Chandrashekhar Deshpande

Endowed with the gift of a good academic career, C. S. Deshpande completed his Inter Science Examination in 1950 from Willingdon College, Sangli. There he stood first in the University, winning all the University prizes and scholarships in all subjects and creating records in Mathematics and in Aggregate total marks. The student who stood second was behind him by as many as 70 marks i.e. 10%!

After completing his B.E. (Electronics and Telecom.) from the College of Engineering, Pune, he joined the prestigious T.I.F.R. (Tata Institute of Fundamental Research) in 1954 as a research scholar in the Nuclear Particle Accelerator Section. His name was specially recommended by his principal to Dr. Homi J Bhabha, the noted scientist and the founder of TIFR. In the following year, he appeared at the I.E.S. ( Indian Engineering Services) Examination and secured the top rank in this All India Competitive examination. He was posted in the I.R.S.E. (Indian Railway Service of Engineers) as a Class I gazetted officer and worked in the Railway Electrification project at Calcutta for a few years.

During this period, he developed personal contacts with several leading engineers in the country and the top engineering teachers in various reputed institutes like the I.I.T.’s, B.H.U, Roorkee Engg. University, Indian Statistical Institute. It was during this time that he established contact with Sir C.V. Raman, the great scientist and Nobel Laureate. While working as a Railway Electrification Engineer, he realized that his intrinsic interest was in the field of teaching and writing Mathematics and Mathematical Engineering Subjects. This realization led to a painful internal conflict between treading a conventional path of continuing with the coveted Govt. Class I service and an unconventional risk of walking out of such secure civil service and undertake a struggle of establishing his own institute for teaching, writing and publishing.

Eventually, he did take the unconventional decision of resigning from the prestigious I.R.S.E. to return to Bombay to start his own academic institute. On the auspicious day of DASARA in OCT. 1960, he launched his own A.M.I.E. classes in a rented school classroom. That was the modest beginning of Vidyalankar in the Shardashram school of Dadar. After operating from another school at Matunga (West) for one year and yet another at Mahim for next two years, in May 1964 Vidyalankar could afford its own rented premises at Mahim. In 1974, Vidyalankar moved its Head Office to Pearl Centre – its present premises in Dadar West.

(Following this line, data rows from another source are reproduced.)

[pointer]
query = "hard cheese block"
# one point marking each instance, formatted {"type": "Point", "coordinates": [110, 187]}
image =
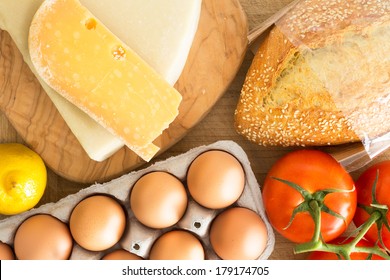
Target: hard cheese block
{"type": "Point", "coordinates": [81, 59]}
{"type": "Point", "coordinates": [166, 49]}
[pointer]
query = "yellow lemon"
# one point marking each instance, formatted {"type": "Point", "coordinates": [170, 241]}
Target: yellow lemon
{"type": "Point", "coordinates": [23, 178]}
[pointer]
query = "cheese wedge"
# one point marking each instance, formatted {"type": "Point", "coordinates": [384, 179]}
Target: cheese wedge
{"type": "Point", "coordinates": [166, 51]}
{"type": "Point", "coordinates": [81, 59]}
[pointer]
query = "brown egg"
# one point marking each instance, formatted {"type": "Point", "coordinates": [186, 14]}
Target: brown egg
{"type": "Point", "coordinates": [215, 179]}
{"type": "Point", "coordinates": [177, 245]}
{"type": "Point", "coordinates": [97, 222]}
{"type": "Point", "coordinates": [158, 199]}
{"type": "Point", "coordinates": [238, 234]}
{"type": "Point", "coordinates": [43, 237]}
{"type": "Point", "coordinates": [121, 254]}
{"type": "Point", "coordinates": [6, 252]}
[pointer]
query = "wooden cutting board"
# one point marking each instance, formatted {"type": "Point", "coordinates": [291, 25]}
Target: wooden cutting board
{"type": "Point", "coordinates": [215, 57]}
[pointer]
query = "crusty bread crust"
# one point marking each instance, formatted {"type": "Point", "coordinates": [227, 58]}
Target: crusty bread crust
{"type": "Point", "coordinates": [284, 100]}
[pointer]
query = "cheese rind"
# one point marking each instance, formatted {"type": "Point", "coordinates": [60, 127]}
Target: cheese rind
{"type": "Point", "coordinates": [82, 60]}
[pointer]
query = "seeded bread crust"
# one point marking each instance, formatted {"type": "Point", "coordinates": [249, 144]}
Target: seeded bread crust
{"type": "Point", "coordinates": [283, 102]}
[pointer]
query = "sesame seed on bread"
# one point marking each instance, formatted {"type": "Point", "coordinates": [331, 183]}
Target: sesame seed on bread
{"type": "Point", "coordinates": [320, 77]}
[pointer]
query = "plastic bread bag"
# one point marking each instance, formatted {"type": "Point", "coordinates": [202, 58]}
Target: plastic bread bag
{"type": "Point", "coordinates": [355, 44]}
{"type": "Point", "coordinates": [346, 44]}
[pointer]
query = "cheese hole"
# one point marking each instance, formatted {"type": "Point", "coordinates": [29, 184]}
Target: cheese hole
{"type": "Point", "coordinates": [118, 53]}
{"type": "Point", "coordinates": [90, 23]}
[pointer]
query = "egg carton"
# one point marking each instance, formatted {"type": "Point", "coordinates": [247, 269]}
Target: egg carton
{"type": "Point", "coordinates": [138, 238]}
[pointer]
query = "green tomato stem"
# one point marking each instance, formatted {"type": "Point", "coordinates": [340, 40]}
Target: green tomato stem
{"type": "Point", "coordinates": [345, 250]}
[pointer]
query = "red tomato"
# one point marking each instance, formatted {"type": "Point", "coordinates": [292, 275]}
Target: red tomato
{"type": "Point", "coordinates": [317, 255]}
{"type": "Point", "coordinates": [313, 171]}
{"type": "Point", "coordinates": [364, 186]}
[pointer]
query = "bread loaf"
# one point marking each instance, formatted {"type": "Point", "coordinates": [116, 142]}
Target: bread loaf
{"type": "Point", "coordinates": [320, 77]}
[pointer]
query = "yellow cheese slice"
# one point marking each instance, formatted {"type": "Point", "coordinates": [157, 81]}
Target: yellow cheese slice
{"type": "Point", "coordinates": [80, 58]}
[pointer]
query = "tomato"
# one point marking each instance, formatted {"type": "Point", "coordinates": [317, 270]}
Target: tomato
{"type": "Point", "coordinates": [318, 255]}
{"type": "Point", "coordinates": [313, 171]}
{"type": "Point", "coordinates": [364, 186]}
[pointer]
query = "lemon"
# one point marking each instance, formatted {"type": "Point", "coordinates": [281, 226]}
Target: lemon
{"type": "Point", "coordinates": [23, 178]}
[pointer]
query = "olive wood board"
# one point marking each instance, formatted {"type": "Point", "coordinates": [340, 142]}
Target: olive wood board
{"type": "Point", "coordinates": [216, 55]}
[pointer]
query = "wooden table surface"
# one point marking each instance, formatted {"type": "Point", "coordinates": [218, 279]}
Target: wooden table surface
{"type": "Point", "coordinates": [217, 125]}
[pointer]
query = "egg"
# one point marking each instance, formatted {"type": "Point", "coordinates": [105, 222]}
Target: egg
{"type": "Point", "coordinates": [238, 234]}
{"type": "Point", "coordinates": [97, 222]}
{"type": "Point", "coordinates": [158, 199]}
{"type": "Point", "coordinates": [177, 245]}
{"type": "Point", "coordinates": [43, 237]}
{"type": "Point", "coordinates": [121, 254]}
{"type": "Point", "coordinates": [6, 252]}
{"type": "Point", "coordinates": [215, 179]}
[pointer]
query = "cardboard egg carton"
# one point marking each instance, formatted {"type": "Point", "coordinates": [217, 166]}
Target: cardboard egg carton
{"type": "Point", "coordinates": [138, 238]}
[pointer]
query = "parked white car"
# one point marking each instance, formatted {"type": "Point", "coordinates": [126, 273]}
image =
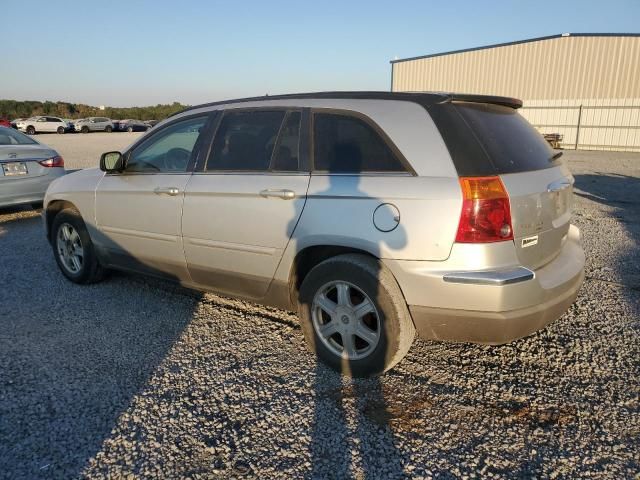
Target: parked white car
{"type": "Point", "coordinates": [41, 124]}
{"type": "Point", "coordinates": [94, 124]}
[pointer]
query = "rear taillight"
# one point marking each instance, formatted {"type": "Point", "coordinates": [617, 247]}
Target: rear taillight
{"type": "Point", "coordinates": [486, 213]}
{"type": "Point", "coordinates": [56, 161]}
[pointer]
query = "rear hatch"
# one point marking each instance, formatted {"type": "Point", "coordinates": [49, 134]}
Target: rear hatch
{"type": "Point", "coordinates": [21, 161]}
{"type": "Point", "coordinates": [495, 140]}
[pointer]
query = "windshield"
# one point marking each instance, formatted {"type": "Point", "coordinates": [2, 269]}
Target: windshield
{"type": "Point", "coordinates": [9, 136]}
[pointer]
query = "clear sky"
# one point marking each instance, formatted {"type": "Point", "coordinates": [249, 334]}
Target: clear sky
{"type": "Point", "coordinates": [126, 53]}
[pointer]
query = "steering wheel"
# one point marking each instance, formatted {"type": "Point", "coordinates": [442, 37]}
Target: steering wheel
{"type": "Point", "coordinates": [176, 159]}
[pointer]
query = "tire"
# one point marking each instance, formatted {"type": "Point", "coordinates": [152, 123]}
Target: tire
{"type": "Point", "coordinates": [88, 269]}
{"type": "Point", "coordinates": [366, 279]}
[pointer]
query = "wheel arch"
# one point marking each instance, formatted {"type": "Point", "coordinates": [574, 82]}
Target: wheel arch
{"type": "Point", "coordinates": [53, 209]}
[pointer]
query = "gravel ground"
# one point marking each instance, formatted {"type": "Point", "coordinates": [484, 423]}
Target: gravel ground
{"type": "Point", "coordinates": [137, 378]}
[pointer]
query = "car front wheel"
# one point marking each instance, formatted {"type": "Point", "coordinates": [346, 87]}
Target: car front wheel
{"type": "Point", "coordinates": [354, 316]}
{"type": "Point", "coordinates": [73, 250]}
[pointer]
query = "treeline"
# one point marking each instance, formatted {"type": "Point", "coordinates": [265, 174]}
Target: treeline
{"type": "Point", "coordinates": [23, 109]}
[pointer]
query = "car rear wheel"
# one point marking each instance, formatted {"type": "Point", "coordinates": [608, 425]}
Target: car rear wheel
{"type": "Point", "coordinates": [73, 250]}
{"type": "Point", "coordinates": [354, 316]}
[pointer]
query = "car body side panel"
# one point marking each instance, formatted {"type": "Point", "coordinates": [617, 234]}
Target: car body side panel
{"type": "Point", "coordinates": [234, 237]}
{"type": "Point", "coordinates": [77, 188]}
{"type": "Point", "coordinates": [340, 211]}
{"type": "Point", "coordinates": [137, 223]}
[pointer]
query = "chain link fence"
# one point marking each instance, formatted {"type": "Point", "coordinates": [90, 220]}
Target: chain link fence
{"type": "Point", "coordinates": [589, 127]}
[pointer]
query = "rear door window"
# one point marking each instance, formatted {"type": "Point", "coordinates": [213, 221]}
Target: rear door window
{"type": "Point", "coordinates": [286, 157]}
{"type": "Point", "coordinates": [347, 144]}
{"type": "Point", "coordinates": [245, 140]}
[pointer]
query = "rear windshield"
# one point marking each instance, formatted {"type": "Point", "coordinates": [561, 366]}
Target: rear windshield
{"type": "Point", "coordinates": [487, 139]}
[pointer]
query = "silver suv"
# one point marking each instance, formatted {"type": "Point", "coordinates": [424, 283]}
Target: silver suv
{"type": "Point", "coordinates": [374, 215]}
{"type": "Point", "coordinates": [93, 124]}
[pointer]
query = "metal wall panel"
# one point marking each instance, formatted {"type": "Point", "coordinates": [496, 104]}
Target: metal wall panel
{"type": "Point", "coordinates": [572, 67]}
{"type": "Point", "coordinates": [554, 77]}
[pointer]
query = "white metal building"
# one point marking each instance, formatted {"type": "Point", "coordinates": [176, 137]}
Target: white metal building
{"type": "Point", "coordinates": [585, 87]}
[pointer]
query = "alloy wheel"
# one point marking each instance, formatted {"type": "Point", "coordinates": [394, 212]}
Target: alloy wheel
{"type": "Point", "coordinates": [346, 320]}
{"type": "Point", "coordinates": [70, 250]}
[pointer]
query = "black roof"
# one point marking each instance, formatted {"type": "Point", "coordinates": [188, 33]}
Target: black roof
{"type": "Point", "coordinates": [537, 39]}
{"type": "Point", "coordinates": [425, 99]}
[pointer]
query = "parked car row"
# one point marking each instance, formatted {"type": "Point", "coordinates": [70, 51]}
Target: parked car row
{"type": "Point", "coordinates": [43, 124]}
{"type": "Point", "coordinates": [26, 168]}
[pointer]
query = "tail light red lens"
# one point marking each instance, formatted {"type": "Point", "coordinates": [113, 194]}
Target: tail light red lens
{"type": "Point", "coordinates": [56, 161]}
{"type": "Point", "coordinates": [486, 212]}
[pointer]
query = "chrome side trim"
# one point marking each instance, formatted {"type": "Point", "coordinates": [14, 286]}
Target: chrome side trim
{"type": "Point", "coordinates": [490, 277]}
{"type": "Point", "coordinates": [140, 234]}
{"type": "Point", "coordinates": [201, 242]}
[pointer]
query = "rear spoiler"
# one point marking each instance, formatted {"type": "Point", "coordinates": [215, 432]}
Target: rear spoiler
{"type": "Point", "coordinates": [495, 100]}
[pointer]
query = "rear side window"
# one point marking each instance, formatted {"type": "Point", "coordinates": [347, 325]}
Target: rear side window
{"type": "Point", "coordinates": [245, 140]}
{"type": "Point", "coordinates": [346, 144]}
{"type": "Point", "coordinates": [485, 139]}
{"type": "Point", "coordinates": [287, 153]}
{"type": "Point", "coordinates": [511, 142]}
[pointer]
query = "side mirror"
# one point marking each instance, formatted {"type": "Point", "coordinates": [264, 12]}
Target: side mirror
{"type": "Point", "coordinates": [111, 162]}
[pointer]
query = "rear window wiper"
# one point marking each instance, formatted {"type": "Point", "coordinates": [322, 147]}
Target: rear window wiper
{"type": "Point", "coordinates": [555, 156]}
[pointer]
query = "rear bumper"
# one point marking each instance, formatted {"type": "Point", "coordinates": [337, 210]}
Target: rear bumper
{"type": "Point", "coordinates": [493, 328]}
{"type": "Point", "coordinates": [492, 307]}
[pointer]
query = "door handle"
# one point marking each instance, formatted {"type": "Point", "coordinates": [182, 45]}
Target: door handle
{"type": "Point", "coordinates": [173, 191]}
{"type": "Point", "coordinates": [558, 185]}
{"type": "Point", "coordinates": [284, 194]}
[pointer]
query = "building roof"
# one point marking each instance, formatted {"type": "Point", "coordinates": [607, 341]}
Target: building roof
{"type": "Point", "coordinates": [537, 39]}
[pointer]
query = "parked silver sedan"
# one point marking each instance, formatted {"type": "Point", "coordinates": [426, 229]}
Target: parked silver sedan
{"type": "Point", "coordinates": [26, 168]}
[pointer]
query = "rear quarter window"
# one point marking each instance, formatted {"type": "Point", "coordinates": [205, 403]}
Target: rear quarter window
{"type": "Point", "coordinates": [346, 144]}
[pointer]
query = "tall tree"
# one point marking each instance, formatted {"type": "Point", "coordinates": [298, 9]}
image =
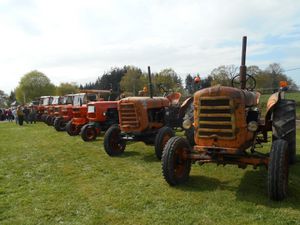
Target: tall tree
{"type": "Point", "coordinates": [133, 81]}
{"type": "Point", "coordinates": [67, 88]}
{"type": "Point", "coordinates": [223, 75]}
{"type": "Point", "coordinates": [169, 79]}
{"type": "Point", "coordinates": [32, 85]}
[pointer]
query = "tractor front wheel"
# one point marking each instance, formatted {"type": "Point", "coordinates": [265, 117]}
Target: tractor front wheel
{"type": "Point", "coordinates": [162, 137]}
{"type": "Point", "coordinates": [278, 170]}
{"type": "Point", "coordinates": [88, 132]}
{"type": "Point", "coordinates": [175, 166]}
{"type": "Point", "coordinates": [113, 143]}
{"type": "Point", "coordinates": [72, 129]}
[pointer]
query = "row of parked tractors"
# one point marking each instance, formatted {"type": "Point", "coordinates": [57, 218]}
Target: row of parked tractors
{"type": "Point", "coordinates": [222, 125]}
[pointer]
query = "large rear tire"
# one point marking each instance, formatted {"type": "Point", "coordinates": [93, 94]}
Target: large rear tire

Thus, the Basic objective of establishing this Institute was neither commercial nor merely to earn a livelihood. The Basic Objective was to satisfy the inner urge of dedicating oneself to the sincere academic pursuit and to guide the eager young students with a missionary zeal, to enhance their worthiness and imbibe the nobler values of life in their receptive minds not by empty words but by one’s own example.